Altri dieci piani a piedi per chiudere una lunga giornata in ospedale, che a mettersi d’impegno si può rivelare perfino speciale. Non è superiorità né ribellione alle regole quella di BB, piuttosto la dimostrazione che ogni persona è un’isola: nonostante tempeste, uragani e maremoti, lei sta lì ferma e radicata. Nonostante il susseguirsi delle stagioni, lei resta fedele a se stessa, ben piantata nelle sue radici e con le sue fronde e montagne protese sempre più in alto.
SOLO NELL’OSCURITÀ SI PUÒ VEDERE LA LUCE
Se si combatte, se ci si crede, le ferite possono trasformarsi in feritoie dove mettersi al riparo quando fuori infuria la guerra. Non siamo soli al mondo: siamo un arcipelago. Ma quando restiamo soli con noi stessi, messi a dura prova dagli ostacoli della vita, diventa prioritario un atto di coraggio. Un moto di gentilezza verso se stessi e gli altri. E una prova di forza contro le proprie paure iniziando con l’affrontarle e magari scoprendo che, in fondo, non sono poi così spaventose come credevamo.
Così BB torna in ospedale, dove ha già trascorso lunghi e faticosi mesi della sua vita: sfiancata da operazioni delicate alla testa, addormentata da un lungo coma e provata da una vita ospedaliera che era diventata la sua quotidianità. Ma in quella routine era già riuscita in passato a trovare del bello e del buono, aveva imparato a vivere di nuovo, aveva gettato le basi del suo futuro, aveva lavorato, fatto sport, conosciuto persone: insomma, aveva vissuto. E allora sarebbe stata in grado di farlo ancora, per l’ennesima e forse ultima volta.

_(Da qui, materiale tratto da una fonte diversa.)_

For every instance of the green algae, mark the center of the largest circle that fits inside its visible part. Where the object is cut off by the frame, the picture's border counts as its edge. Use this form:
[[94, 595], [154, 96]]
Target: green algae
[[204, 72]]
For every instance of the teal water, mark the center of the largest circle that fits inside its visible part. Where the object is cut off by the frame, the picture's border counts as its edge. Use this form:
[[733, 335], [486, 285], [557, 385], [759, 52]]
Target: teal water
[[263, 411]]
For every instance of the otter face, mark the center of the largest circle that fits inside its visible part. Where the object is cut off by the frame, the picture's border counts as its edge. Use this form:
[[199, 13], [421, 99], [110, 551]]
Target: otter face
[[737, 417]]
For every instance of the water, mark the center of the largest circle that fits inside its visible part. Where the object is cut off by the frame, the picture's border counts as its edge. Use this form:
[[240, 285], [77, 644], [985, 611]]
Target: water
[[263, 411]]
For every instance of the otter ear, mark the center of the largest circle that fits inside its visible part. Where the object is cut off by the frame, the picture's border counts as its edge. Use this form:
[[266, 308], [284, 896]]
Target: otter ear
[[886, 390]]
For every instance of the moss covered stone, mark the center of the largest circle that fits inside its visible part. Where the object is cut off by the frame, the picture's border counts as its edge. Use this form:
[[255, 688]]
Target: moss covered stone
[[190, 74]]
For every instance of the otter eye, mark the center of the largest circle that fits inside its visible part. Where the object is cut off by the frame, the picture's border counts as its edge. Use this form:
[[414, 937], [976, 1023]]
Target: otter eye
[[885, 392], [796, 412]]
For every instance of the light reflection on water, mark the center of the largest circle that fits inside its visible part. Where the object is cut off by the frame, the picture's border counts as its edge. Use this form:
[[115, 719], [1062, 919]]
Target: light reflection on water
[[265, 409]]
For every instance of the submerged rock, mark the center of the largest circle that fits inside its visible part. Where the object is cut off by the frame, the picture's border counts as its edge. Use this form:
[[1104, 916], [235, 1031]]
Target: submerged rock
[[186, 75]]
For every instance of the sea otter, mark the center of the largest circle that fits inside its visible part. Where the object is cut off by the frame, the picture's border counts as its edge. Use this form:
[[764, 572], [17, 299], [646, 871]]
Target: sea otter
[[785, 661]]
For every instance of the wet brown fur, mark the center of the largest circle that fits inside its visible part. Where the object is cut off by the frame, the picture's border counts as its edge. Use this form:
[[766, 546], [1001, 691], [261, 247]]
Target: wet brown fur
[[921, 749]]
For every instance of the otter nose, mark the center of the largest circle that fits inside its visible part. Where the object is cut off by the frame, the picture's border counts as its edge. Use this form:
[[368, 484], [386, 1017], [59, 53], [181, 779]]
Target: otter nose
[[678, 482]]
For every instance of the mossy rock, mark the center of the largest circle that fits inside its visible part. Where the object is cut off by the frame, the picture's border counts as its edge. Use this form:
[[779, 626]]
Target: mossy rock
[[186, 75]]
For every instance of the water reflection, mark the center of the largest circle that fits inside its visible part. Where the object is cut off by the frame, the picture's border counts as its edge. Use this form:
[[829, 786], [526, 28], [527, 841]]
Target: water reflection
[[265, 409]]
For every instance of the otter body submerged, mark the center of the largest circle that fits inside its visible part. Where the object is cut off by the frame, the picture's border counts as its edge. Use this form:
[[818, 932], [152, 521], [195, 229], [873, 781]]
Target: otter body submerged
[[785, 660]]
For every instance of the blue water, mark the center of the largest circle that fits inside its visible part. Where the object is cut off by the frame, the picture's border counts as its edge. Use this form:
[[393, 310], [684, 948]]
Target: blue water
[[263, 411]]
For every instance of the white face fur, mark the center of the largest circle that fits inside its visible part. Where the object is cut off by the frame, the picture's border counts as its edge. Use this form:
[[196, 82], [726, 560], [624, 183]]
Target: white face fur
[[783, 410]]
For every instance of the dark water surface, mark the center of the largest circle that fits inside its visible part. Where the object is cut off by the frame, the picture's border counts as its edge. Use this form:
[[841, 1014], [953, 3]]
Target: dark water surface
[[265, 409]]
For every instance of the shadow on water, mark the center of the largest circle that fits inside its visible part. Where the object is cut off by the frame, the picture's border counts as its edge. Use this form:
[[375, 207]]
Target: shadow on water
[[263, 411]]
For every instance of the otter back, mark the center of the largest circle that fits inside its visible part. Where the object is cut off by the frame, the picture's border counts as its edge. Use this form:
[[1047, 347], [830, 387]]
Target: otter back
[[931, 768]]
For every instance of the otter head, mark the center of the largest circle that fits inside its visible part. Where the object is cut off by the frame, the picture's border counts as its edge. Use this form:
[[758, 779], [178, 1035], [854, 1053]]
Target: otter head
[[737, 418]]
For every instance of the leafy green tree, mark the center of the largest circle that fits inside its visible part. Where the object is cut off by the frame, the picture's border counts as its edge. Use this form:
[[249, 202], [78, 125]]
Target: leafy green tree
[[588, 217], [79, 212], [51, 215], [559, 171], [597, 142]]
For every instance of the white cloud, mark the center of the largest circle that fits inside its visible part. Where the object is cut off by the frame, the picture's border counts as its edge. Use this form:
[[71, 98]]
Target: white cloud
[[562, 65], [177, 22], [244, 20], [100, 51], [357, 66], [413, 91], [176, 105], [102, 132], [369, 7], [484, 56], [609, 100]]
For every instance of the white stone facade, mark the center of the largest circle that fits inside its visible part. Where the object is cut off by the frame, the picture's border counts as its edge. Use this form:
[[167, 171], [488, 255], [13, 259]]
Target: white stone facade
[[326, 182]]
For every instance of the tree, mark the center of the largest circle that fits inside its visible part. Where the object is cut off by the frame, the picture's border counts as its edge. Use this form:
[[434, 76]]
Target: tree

COME FARE QUANDO TUTTO È OSCURO?
Cominciare pensando che sarebbe potuta andare molto peggio. E per BB, data per spacciata, poteva significare una disabilità totale. Invece era perfino meglio di prima: sicuramente più umana. Poi, affidarsi alle mani degli esperti, che sanno come prendersi cura delle nostre ferite fisiche e psicologiche. Ma affidarsi anche alle nostre, di mani: in grado di chiudersi in un pugno, quando la sfida si fa dura; di accarezzarsi, quando scendono le lacrime; di avvolgersi in un abbraccio per farsi calore; e di stringersi per congratularsi per il proprio coraggio.
Non scordarsi mai di vivere momento dopo momento, anche fissando il vuoto, se serve a restare solidi e presenti nel presente. Fare poi un elenco di tutte le cose che si hanno, in particolare di tutto ciò che si può fare nella condizione in cui ci si trova, con gli strumenti che si dispongono, e di tutte le persone che ci circondano, in particolare dei nostri cari. E a volte anche fermarsi.
STARE IN SILENZIO
Stare fermi a volte è la cosa più importante. Il silenzio, spesso, è la comunicazione più efficace. Allora BB e tutti voi concedetevi di stare fermi e ascoltarvi in silenzio: andrete lontano e sarete in pace. Ogni sera, al calare del giorno, affacciati sul crepuscolo di una lunga giornata, magari fumando una sigaretta e sorseggiando la vostra bevanda preferita, fate un elenco di tutte le cose per cui ringraziare. Per cui essere grati, nonostante tutto.
Stare fermi e in silenzio non è sbagliato. E a quella parte dentro di noi che ci sgrida, sgarbata, perché «non facciamo abbastanza, non produciamo abbastanza, non lavoriamo a sufficienza!», basta rispondere «Sti cazzi!». La sliding door che ci aspetta di fronte a una porta chiusa in faccia potrebbe rivelare addirittura una vita migliore, una strada sorprendente, un portone spalancato su un giardino fiorito.
L’importante poi sarà solo prendersene cura e percorrere quella nuova strada con consapevolezza e lungimiranza. La vita va come deve andare: sta a noi stare ad aspettare per vedere come proseguire, mettendoci tutto il coraggio e la forza a disposizione, per godere ogni momento così unico e prezioso. La vita è un bene prezioso: custodiscilo.